As we walked to dinner last night, we were surprised to see a small tent set up outside the adjacent apartment buildings, with a pair of white-clad people mulling around outside. For a moment I thought they were nurses. Perhaps they were having a blood drive? I wondered.
"It's a funeral," a student explained.
"I've never seen a Chinese funeral before," I said, as we continued to dinner, hiding my curiosity. Somehow during my first two years in Tonghua, I managed to never see a funeral, just the numerous graves on the side of the hill outside campus. I imagine that maybe it was simply too cold. So they were held indoors. On the way back, we made sure to make a detour closer to the tent, so we could get a glimpse inside.
Inside there appeared to be an altar at one end, where a photograph of the dead man was displayed. Next to the photo, there were joss sticks of burning incense and what looked like a pile of fruit. Offerings for the departed. Alongside the tent, which looks a bit like a 15-by-15-foot, 3-sided enclosure they might use for a booth at a fair in America, were a trio of multi-colored Pinwheel-like Chinese wreaths. Inside, a pair of mourners sat on the ground, wearing baggy white clothes and turban-like hats, crying. I couldn't tell if they were relatives or professional mourners. In China there is a tradition of hiring professional mourners for funerals.

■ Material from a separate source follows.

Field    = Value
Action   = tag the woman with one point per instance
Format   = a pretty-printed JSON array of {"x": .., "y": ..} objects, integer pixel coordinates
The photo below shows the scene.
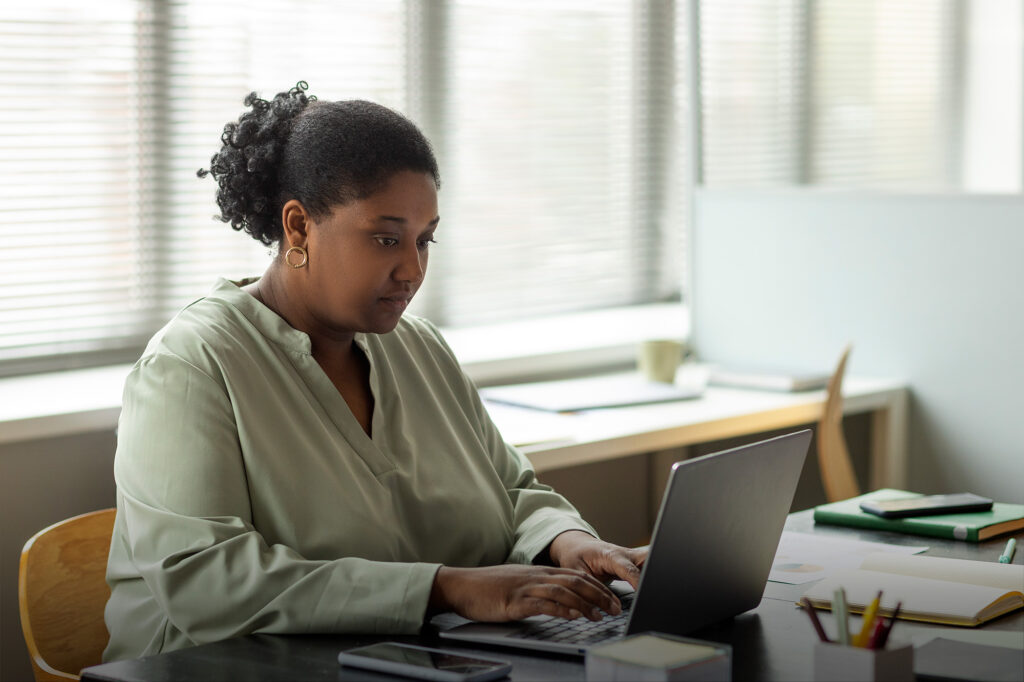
[{"x": 294, "y": 455}]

I asked about the white clothing and discovered that mourners typically wear white because the body turns pale after death.
"What will happen?" I asked.
"There will be a singer. They will sing Shaanxi Opera all night," a student explained. "Starting at midnight."
"What's it like? Is it like Beijing Opera?" Wes asked.
"It's loud like heavy metal music."
I waited expectedly last night with my earplugs ready to muffle the sound, but was surprised that they didn't start singing.
Today, however, when I came back from office hour, loud grating music was blaring and a woman alternated between singing and wailing into a microphone (yes, this is all amplified for all to hear). I saw her playing a keyboard, and other musicians played a Chinese horn and the violin-like 2-stringed Er-hu. I gathered that perhaps this is the actual funeral. Maybe yesterday was just the first day of mourning. By this time, than a dozen mourners were gathered in the outside tent, even though the temperature had dropped into the 40s. About half of them wore white clothing. Some were inside, sitting. Several men were outside, burning paper money over a fire in a bucket, lighting loud popping fireworks. Other things seemed to burn in the flame-filled bucket, which was filled nearly to the top. Probably things like paper houses, paper cars, paper TVs and other things they think the departed might need to have a comfortable afterlife. These things show their respect for their elders and keep the relative happy so he won't have to pester them on earth.
Other customs I've heard about include keeping a light shining for the dead person "to light the way" and bowl of half-cooked rice near the body. The word for "half-cooked rice" apparently is pronounced the same as "live," echoing the family's wish for life. But I couldn't tell if they were doing these things or not. In any case, it seemed, from an outsider's perspective, to have little in common with American funerals. I'm gonna have to find out more.